RDC : l’ONU et l’Angola unissent leurs efforts pour harmoniser les initiatives de paix

Par Emmanuel Medina

Les efforts diplomatiques pour restaurer la sécurité dans l’est de la République démocratique du Congo (RDC) s’intensifient au niveau régional. Le Représentant spécial du Secrétaire général des Nations Unies en RDC et chef de la Monusco, James Swan, s’est entretenu à Luanda avec le président de la République d’Angola, João Lourenço, ainsi qu’avec les autorités angolaises, selon un communiqué de la mission onusienne publié sur son compte X et consulté ce mardi par reporter.cd.

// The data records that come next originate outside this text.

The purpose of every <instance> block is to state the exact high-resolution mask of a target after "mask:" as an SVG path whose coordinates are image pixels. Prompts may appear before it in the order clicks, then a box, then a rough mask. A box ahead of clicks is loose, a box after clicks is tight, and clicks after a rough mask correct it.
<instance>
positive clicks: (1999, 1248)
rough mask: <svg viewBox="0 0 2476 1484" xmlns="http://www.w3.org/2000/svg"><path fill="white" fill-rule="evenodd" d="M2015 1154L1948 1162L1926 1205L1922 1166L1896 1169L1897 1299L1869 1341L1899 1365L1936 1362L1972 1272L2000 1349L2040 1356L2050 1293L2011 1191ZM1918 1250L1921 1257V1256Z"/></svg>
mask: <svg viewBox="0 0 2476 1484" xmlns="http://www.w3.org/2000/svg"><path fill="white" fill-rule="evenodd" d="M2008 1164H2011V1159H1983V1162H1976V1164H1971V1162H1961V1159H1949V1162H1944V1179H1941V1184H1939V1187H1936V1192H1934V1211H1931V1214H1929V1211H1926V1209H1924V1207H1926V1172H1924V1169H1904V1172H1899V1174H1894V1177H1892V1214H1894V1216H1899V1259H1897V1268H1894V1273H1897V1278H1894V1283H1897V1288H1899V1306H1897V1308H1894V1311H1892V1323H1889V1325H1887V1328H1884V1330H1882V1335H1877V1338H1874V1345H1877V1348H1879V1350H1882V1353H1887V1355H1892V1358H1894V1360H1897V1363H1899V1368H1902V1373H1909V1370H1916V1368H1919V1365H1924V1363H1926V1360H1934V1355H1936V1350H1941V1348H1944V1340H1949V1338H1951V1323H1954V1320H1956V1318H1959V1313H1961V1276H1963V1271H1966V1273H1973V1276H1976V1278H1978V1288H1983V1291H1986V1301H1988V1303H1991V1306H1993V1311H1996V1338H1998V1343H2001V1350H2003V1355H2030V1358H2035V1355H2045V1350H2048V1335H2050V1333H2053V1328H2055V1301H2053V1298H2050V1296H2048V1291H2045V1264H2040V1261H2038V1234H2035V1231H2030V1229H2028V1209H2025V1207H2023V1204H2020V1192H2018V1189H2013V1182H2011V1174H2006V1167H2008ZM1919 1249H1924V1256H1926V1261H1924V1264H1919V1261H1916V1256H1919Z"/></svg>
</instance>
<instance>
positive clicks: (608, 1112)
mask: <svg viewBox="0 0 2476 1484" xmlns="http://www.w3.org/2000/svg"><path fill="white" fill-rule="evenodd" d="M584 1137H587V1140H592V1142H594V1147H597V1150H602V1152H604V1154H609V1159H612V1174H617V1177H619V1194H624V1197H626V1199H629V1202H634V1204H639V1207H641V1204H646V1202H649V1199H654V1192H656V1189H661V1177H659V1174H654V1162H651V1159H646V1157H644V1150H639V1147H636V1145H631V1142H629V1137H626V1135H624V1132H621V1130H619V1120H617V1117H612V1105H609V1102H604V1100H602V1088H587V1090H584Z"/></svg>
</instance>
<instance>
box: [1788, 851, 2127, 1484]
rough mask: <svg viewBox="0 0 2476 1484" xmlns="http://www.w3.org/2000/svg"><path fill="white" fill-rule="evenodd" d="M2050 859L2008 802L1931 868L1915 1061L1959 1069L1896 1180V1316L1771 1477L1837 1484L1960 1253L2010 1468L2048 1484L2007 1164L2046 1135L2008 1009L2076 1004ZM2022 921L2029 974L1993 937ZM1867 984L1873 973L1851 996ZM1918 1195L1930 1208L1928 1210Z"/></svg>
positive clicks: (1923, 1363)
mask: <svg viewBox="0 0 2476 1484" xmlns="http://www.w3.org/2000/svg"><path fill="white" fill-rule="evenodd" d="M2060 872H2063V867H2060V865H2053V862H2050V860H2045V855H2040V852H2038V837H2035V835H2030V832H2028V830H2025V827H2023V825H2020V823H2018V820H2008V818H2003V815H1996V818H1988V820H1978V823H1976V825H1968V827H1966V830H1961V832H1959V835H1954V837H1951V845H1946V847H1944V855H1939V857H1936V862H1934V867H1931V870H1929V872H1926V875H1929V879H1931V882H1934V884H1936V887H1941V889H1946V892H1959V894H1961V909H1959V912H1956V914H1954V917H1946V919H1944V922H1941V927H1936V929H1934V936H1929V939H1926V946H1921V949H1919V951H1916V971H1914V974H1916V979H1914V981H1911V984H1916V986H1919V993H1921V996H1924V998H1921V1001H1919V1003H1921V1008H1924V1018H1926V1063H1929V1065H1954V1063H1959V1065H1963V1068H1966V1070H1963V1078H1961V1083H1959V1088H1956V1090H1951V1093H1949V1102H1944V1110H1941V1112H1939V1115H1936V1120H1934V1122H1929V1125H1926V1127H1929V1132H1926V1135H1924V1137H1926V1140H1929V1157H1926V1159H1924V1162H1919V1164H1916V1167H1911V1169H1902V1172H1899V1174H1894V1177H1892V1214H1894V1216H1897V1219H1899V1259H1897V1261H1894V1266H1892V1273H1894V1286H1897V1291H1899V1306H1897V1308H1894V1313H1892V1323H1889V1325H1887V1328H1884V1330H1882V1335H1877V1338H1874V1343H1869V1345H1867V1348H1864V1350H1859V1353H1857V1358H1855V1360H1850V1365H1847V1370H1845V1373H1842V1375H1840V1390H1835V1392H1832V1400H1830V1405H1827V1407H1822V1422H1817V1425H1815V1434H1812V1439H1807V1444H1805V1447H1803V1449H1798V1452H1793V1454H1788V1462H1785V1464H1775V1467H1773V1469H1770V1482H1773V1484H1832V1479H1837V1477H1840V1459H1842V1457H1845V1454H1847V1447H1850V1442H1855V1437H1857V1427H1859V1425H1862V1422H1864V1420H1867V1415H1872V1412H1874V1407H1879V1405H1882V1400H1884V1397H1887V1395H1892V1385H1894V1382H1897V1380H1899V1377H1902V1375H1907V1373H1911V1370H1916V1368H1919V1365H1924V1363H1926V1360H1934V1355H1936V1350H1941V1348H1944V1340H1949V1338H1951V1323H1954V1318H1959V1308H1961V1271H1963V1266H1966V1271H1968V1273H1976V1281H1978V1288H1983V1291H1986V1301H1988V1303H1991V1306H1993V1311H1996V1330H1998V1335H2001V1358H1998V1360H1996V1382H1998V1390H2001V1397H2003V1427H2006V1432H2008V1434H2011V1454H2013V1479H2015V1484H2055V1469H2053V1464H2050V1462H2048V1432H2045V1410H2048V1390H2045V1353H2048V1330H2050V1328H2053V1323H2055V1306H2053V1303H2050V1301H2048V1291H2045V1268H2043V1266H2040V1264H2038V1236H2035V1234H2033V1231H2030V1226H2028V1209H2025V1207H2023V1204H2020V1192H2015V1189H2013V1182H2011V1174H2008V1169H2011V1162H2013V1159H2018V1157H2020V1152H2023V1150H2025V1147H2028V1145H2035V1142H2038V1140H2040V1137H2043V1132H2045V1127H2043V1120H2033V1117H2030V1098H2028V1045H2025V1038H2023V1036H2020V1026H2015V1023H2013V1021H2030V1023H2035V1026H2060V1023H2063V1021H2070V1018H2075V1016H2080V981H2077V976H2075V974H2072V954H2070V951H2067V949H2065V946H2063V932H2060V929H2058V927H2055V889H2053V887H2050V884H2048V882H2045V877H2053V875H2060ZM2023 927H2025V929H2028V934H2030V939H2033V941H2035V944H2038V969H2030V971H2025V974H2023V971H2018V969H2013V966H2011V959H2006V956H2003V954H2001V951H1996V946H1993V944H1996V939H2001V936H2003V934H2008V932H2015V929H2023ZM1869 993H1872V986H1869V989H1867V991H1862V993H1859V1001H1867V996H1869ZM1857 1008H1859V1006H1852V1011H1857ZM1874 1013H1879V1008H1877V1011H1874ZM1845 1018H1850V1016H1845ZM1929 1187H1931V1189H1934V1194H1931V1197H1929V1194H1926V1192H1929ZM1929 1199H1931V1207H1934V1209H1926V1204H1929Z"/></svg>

Le cœur des échanges a porté sur la nécessité d’établir une synergie claire entre les différentes médiations internationales et régionales qui coexistent actuellement. Les discussions ont mis en avant l’importance d’une coordination renforcée entre trois axes majeurs à savoir:

Le processus de Washington : l’implication et les initiatives diplomatiques américaines, le processus de Doha; les efforts de facilitation menés par le Qatar et enfin les processus de l’union africaine ; notamment les initiatives régionales africaines comme le processus de Luanda mené par le président Lourenço lui-même.

L’objectif de cette harmonisation est de créer un front diplomatique cohérent pour soutenir l’instauration d’une paix et d’une sécurité durables dans l’est de la RDC et, par extension, dans toute la région des Grands Lacs.

Cette rencontre s’inscrit dans le cadre des engagements régionaux du chef de la monusco. Le choix de Luanda pour ces discussions rappelle le rôle central joué par le président João Lourenço, médiateur désigné par l’Union africaine pour le conflit qui oppose la RDC au Rwanda via le groupe rebelle du M23.

En associant la voix des nations unies aux efforts angolais, James Swan cherche à donner une impulsion nouvelle aux accords de cessez-le-feu et aux feuilles de route jusqu’ici restés fragiles sur le terrain et ce ballet ballet diplomatique de luanda rappelle que la paix dans les Grands Lacs ne se jouera pas sur un seul front, mais sur la capacité des grandes puissances à accorder leurs violons. Reste à savoir si cette synergie des médiateurs suffira à faire taire définitivement les armes.